You seem like an interesting, smart, funny (I liked the "I have a business and spend a lot of time praying" line- at least I think you meant it to be a bit funny!) woman who has quite a bit to offer. Capture that!

Finally... fall in love with yourself. Not in an egotistical "MeMeMe" way, but in a quality way. I don't know if you are or aren't, but an author I read recently put it very well in saying that the glow that we have when we're loved is one we can have ALL the time, so long as we love ourselves!

Then keep reading in here about OLD. Meet early, don't waste tons of time with emails/phonecalls/IMs. Blech. Don't be too picky, be willing to extend your comfort zone a bit. Don't be afraid to challenge yourself a bit! Have fun and be yourself when you meet guys; if you get all nervous and freaked out, that's not really you. (Unless you're nervous and freaked out in day-to-day life, in which case that's exactly how you should be. LOL)

Good luck!

iVillage Member
Registered: 06-19-2003
Sat, 04-09-2005 - 4:10pm

A possible "red flag" for could be the religious aspects you put on your profile.

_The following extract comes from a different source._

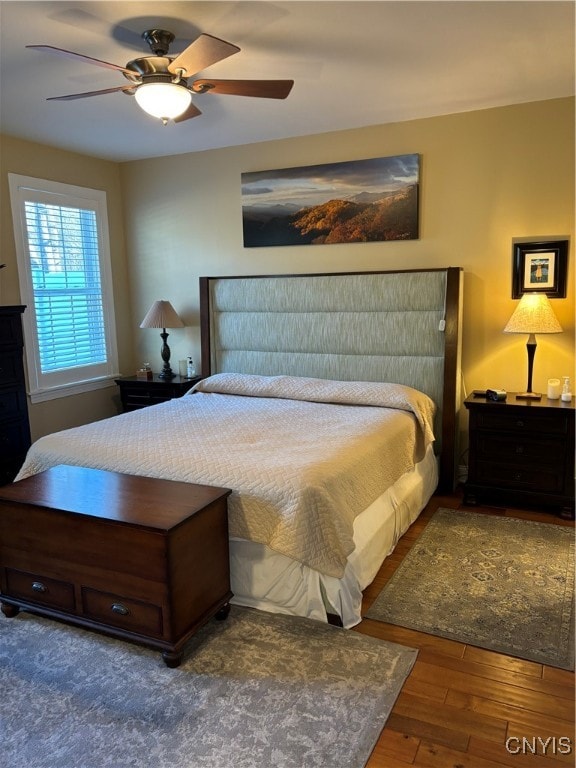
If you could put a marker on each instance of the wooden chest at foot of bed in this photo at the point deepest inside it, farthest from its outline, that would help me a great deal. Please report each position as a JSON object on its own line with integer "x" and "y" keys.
{"x": 135, "y": 557}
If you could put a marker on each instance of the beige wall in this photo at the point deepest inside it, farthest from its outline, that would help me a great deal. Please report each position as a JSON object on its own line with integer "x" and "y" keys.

Some guys are turned off a bit with women that are extremely religious.

I have had some dates with women that were very very religious and usually if you are of a differing religion, belief system, whatever, there are ultimately problems and barriers to any possibility of something long-term happening.

My last girlfriend was using her ultra-religious parents to keep us from having anything long-term. She wouldn't even mention she was dating "a heathen" like me to them. There is no chance for something really meaningful if you are going to be kept a secret the whole time you are seeing them.

So usually if there is anything "extra" in a womans profile about religion, that sends up a possible flag for me to be wary.

Bryan

iVillage Member
Registered: 05-09-2003
Sat, 04-09-2005 - 5:27pm
I am a retired high school writing teacher, and I just want to compliment you on the profile you wrote (a segment of which was copied in the previous post). Your profile just oozes style and charisma. I don't know how many women are responding to you, but I would think the profile would attract quite a few.
iVillage Member
Registered: 05-16-2004
Sat, 04-09-2005 - 6:40pm
wgb1264 is the match id if you want the full effect. I'm a good writer but a loser in person...
iVillage Member
Registered: 05-09-2003
Sat, 04-09-2005 - 8:16pm

Well, online dating sites are perfect environments for good writers, which puts you at a big, BIG advantage over guys that can't express themselves in writing. Of the older men that I have become involved with during my venture into online dating, only one has had a profile that was so well done it totally bowled me over. So I wrote him and told him that I wasn't interested in him socially, but I sure did admire his humor and his writing ability. He wrote back, and even though we live 500 miles apart, we have become friends and send emails every few weeks, which I suppose sounds like no fun at all to you younger people, but he's a neat guy and I enjoy writing to him and hearing from him. He lives in the town where my son lives, so we will visit back and forth once in awhile. Most older men online are absolutely thrown for a loop at writing their profiles and many of them come up with something like, "I really hate doing this and don't know how, but I'm a nice guy." And that, of course, tells you absolutely nothing.

Anyway, lg, I plan to read your whole profile when I have a little more time.

iVillage Member
Registered: 04-16-2004
Sat, 04-09-2005 - 9:39pm
LG...You have the BEST proifles...ever! You are NOT a loser. I would love to read the whole thing but I'm not a memeber at Match anymore.
iVillage Member
Registered: 05-16-2004
Sat, 04-09-2005 - 9:54pm
Non members can read any profile via the search menu -- just type the entire profile ID.